A landowner waived the issue of whether he owned a watercourse by making only a cursory claim of ownership in his appellate brief, but failing to cite legal authority or make legal arguments to support that claim. Harper v. Coats, No. 1050145 (Ala. Jan. 18, 2008). The Alabama Supreme Court consequently affirmed a summary judgment against him.
The bulk of Harper finds the Supreme Court of Alabama affirming the trial court’s Rule 56 decision that, by recording a subdivision plat, the landowner had dedicated to public use two roads running through the subdivision. A second issue — the one that concerns us here — asked whether the landowner owned a water line running alongside those roads. The circuit court had ruled that the water line was a public utility and, on this point, too, entered summary judgment against the landowner. The landowner appealed.

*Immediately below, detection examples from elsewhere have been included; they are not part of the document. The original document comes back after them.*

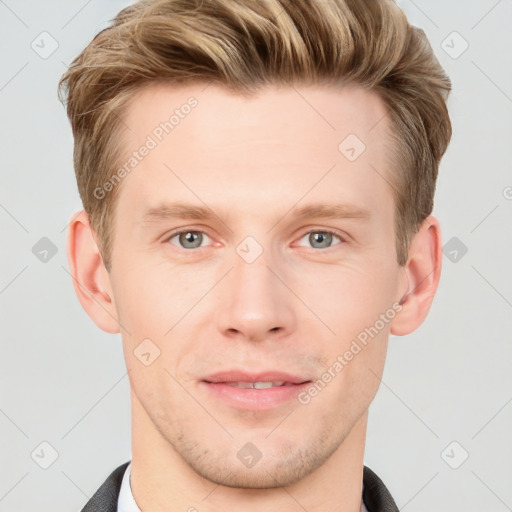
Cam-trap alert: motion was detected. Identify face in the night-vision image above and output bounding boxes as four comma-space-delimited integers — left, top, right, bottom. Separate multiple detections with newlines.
110, 81, 403, 488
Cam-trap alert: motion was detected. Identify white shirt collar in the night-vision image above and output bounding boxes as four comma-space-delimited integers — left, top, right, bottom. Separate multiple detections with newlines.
117, 461, 368, 512
117, 461, 142, 512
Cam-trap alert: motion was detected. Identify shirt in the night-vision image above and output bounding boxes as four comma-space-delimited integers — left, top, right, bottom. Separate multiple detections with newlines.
117, 462, 368, 512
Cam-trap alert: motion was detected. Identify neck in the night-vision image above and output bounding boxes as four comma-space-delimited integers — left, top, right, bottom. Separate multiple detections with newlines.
131, 392, 368, 512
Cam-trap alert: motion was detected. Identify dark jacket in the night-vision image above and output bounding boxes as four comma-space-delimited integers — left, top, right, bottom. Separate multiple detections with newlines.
82, 461, 398, 512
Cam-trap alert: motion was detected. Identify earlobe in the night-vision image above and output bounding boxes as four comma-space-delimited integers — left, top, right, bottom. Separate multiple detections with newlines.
66, 210, 120, 334
390, 215, 442, 336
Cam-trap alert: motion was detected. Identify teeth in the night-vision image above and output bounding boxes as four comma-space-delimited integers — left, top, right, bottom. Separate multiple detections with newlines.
226, 381, 284, 389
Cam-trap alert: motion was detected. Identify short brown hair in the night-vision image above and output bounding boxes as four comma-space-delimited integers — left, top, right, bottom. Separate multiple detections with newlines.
59, 0, 451, 269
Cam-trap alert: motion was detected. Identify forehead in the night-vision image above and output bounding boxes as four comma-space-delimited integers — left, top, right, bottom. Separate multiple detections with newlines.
119, 80, 392, 226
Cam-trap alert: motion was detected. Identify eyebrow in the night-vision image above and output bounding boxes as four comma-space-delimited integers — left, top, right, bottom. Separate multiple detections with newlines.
139, 203, 371, 225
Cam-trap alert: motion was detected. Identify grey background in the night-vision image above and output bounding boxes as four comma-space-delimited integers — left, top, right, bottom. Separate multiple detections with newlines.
0, 0, 512, 512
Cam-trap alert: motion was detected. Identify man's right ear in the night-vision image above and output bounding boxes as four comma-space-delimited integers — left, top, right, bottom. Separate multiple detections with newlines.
66, 210, 120, 334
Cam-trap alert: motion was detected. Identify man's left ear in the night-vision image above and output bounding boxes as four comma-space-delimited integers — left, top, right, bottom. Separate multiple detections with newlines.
390, 215, 443, 336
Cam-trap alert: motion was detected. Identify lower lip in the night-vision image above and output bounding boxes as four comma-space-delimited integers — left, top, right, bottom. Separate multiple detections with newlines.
201, 381, 311, 411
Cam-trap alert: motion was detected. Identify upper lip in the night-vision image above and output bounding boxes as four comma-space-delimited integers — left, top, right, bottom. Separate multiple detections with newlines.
202, 370, 310, 384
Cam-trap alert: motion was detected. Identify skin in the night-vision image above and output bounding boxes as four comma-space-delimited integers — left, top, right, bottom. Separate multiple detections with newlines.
68, 84, 441, 512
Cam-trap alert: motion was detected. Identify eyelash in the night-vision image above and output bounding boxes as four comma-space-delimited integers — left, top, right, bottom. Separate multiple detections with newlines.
165, 228, 346, 252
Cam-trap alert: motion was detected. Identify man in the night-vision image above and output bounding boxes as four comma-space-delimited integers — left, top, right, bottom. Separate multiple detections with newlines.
59, 0, 451, 512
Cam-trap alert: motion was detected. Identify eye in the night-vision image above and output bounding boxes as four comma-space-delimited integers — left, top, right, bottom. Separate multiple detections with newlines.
167, 229, 210, 249
301, 230, 343, 249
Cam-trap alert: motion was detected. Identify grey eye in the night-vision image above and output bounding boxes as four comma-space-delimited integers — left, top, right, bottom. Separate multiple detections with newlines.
301, 231, 341, 249
169, 231, 208, 249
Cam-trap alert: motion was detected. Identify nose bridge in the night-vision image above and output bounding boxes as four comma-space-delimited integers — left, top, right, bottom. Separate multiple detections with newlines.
218, 237, 294, 341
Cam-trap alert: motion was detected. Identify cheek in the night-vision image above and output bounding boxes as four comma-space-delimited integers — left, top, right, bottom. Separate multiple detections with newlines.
113, 263, 212, 339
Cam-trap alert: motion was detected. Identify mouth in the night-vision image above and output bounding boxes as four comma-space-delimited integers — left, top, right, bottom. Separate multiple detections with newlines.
201, 371, 312, 411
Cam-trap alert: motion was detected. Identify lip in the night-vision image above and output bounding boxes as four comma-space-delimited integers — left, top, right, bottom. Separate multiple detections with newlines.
200, 370, 311, 411
202, 370, 309, 384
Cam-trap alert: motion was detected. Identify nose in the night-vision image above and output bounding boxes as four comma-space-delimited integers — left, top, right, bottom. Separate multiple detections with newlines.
217, 245, 296, 342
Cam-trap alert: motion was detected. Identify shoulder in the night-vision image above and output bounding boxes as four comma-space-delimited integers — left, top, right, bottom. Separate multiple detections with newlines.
363, 466, 398, 512
82, 461, 130, 512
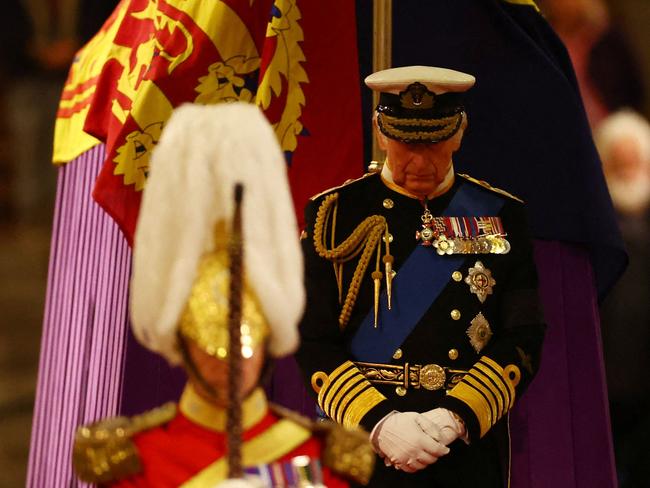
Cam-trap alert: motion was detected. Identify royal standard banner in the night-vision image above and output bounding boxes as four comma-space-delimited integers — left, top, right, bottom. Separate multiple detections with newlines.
54, 0, 362, 241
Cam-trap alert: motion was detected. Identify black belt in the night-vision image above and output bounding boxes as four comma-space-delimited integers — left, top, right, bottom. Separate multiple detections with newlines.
354, 362, 467, 395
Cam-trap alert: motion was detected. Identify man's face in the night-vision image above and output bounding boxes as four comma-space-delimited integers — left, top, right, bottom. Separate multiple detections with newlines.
380, 130, 462, 198
186, 339, 264, 407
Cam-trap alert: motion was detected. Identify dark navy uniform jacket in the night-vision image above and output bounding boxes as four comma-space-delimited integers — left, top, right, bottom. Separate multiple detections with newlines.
297, 173, 545, 487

The state’s high court held that the landowner had waived the water line issue. The point was “mentioned only in passing in the parties’ briefs.” For his part, the landowner simply asserted that, “[C]learly, a question of fact [had] been presented” regarding his ownership of the water line. He offered “no legal authority or argument” to support that claim. The court reminded readers that, “It is not the duty of this Court to make arguments or perform the legal research to supplement an inadequate brief.” Ownership of the water line was thus a question “not properly before [the] Court.” The court affirmed the summary judgment.